The test collection (“gold standard”) consists of 180 Dryad records with associated indexing in PubMed and BIOSIS Previews. The collection includes Dryad metadata, PubMed metadata, and BIOSIS Previews metadata with subject indexing, geographic indexing, and taxonomic indexing mapped to three above vocabularies: MeSH, TGN, and ITIS respectively. For more information, see Dryad Gold Set. A separate publication is in progress describing the test collection creation process.

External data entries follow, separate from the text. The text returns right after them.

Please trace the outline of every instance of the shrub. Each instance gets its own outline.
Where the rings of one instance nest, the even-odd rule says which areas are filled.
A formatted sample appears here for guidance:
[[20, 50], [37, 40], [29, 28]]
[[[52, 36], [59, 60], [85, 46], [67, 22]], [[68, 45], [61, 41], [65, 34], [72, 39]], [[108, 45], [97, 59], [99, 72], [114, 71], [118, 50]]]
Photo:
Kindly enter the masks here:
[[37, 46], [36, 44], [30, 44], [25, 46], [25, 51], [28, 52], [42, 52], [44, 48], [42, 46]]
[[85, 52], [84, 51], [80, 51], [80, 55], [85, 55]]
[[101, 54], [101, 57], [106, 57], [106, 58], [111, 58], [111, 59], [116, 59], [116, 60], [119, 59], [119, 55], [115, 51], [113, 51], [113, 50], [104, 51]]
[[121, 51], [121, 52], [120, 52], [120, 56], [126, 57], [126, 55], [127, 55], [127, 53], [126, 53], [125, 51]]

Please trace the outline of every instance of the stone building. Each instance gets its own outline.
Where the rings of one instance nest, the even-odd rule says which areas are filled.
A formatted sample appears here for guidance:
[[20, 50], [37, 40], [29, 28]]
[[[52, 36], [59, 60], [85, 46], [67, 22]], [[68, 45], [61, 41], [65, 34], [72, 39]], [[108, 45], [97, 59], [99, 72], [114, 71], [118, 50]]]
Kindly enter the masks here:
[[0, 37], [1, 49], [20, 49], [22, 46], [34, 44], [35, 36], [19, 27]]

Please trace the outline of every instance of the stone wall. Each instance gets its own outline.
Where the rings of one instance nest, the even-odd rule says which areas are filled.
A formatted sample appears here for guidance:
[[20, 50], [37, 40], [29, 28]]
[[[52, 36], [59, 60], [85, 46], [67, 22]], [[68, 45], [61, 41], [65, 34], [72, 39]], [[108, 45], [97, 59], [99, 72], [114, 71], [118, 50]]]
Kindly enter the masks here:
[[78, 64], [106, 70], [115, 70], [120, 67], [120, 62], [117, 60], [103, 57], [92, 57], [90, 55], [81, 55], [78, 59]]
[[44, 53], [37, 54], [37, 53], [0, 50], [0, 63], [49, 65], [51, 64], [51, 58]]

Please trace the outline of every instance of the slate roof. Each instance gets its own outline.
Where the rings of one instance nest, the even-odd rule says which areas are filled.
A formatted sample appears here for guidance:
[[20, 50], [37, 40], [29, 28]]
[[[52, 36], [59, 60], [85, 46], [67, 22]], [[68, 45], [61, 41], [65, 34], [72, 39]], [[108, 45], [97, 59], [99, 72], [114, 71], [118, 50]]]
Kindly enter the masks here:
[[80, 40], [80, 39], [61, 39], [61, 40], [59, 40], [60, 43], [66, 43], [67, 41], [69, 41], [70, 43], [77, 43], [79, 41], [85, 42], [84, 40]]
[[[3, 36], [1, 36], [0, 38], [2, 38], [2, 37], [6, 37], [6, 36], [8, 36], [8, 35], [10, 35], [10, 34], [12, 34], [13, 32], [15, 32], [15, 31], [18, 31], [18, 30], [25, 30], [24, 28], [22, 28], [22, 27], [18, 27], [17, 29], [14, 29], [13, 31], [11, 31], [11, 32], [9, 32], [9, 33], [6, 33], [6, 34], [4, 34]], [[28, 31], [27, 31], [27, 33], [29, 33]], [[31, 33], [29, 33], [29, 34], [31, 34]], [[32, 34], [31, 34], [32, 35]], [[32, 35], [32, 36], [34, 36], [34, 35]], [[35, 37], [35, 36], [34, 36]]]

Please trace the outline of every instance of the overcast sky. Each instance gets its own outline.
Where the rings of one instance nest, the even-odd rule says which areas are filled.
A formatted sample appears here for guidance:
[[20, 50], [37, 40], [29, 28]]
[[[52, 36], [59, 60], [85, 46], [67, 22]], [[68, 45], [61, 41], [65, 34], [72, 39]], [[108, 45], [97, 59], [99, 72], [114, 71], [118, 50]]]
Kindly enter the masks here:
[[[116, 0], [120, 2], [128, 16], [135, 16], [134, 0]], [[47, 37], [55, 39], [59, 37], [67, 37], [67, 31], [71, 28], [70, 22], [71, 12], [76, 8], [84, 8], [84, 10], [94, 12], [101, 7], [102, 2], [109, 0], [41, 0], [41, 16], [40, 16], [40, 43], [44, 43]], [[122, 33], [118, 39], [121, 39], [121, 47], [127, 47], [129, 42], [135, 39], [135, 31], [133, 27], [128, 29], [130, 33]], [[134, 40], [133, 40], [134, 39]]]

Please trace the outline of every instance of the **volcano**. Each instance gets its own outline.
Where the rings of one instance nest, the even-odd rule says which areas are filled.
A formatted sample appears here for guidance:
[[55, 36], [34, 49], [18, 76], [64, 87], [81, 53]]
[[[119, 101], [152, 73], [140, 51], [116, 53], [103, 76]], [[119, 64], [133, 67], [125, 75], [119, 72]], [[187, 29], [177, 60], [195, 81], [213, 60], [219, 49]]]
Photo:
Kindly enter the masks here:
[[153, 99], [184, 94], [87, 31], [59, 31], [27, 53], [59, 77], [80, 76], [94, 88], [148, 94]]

The Dryad test collection is intended to support the evaluation of automatic indexing processes and is not useful for strict NER tasks.

Algorithm evaluation

Questions:

  • What is the best algorithm for automatic term suggestion for Dryad vocabularies?
  • Do different algorithms perform better for title, abstract, full-text, data?
  • Do different algorithms perform better for a particular vocabulary

Using the “gold sets” generated in (B), evaluate the performance of different algorithms for automatic term suggestion from controlled vocabularies. Evaluate different approaches to matching the free-text terms assigned by depositors to controlled terms.

Methods

Topical indexing

  • Question: How does Maui perform with MeSH on Dryad records?
  • Evaluate Maui performance on the Dryad test collection
  • Tune parameters to maximize precision@k, recall@k, and f1
  • Data: title, abstract, and data (time permitting)
  • Compare results to PubMed/MeSH and BIOSIS/MeSH (mapped)

Taxonomic indexing

  • Question: How best to index taxonomic names?
  • Maui is not intended to support taxonomic indexing
  • Compare simple thesaurus-based matching process to NER (NetiNeti?) and possibly to Maui
  • Evaluate disambiguation and ranking processes
  • Data: title, abstract, and data (time permitting)
  • Compare results to PubMed/ITIS (mapped) and BIOSIS/ITIS (mapped)

Geographic indexing

  • Question: How best to index geographic names?
  • Maui is not intended to support geographic indexing
  • Compare simple thesaurus-based matching process to NER (Stanford) and possibly to Maui
  • Evaluate disambiguation and ranking process
  • Data: title, abstract, and data (time permitting)
  • Compare to PubMed/TGN (mapped) and BIOSIS/TGN (mapped)
  • Note: Much of this work was completed in master’s paper

Other (time permitting):

  • Question: How do Dryad author-supplied terms compare to PubMed and BIOSIS indexing? (no automatic indexing)
  • Question: How to PubMed and BIOSIS indexing compare? (no automatic indexing)
  • Compare Dryad author-supplied indexing, PubMed indexing, and BIOSIS indexing independent of automatic indexing.

Measures

  • The first pass will be evaluated using precision@k, recall@k, f1@k
  • Disambiguation will be evaluated using average rank (AR) (or possibly mean reciprocal rank)
  • Time permitting, receiver operator characteristic (ROC) will be used. This requires modification to Maui, which currently supports only p/r/f1@k
  • Time permitting, incorporate a new measure that accounts for thesaurus hierarchy. ROC, precision and recall work with exact matches, whereas thesauri can support partial matches through the selection of broader or narrower terms.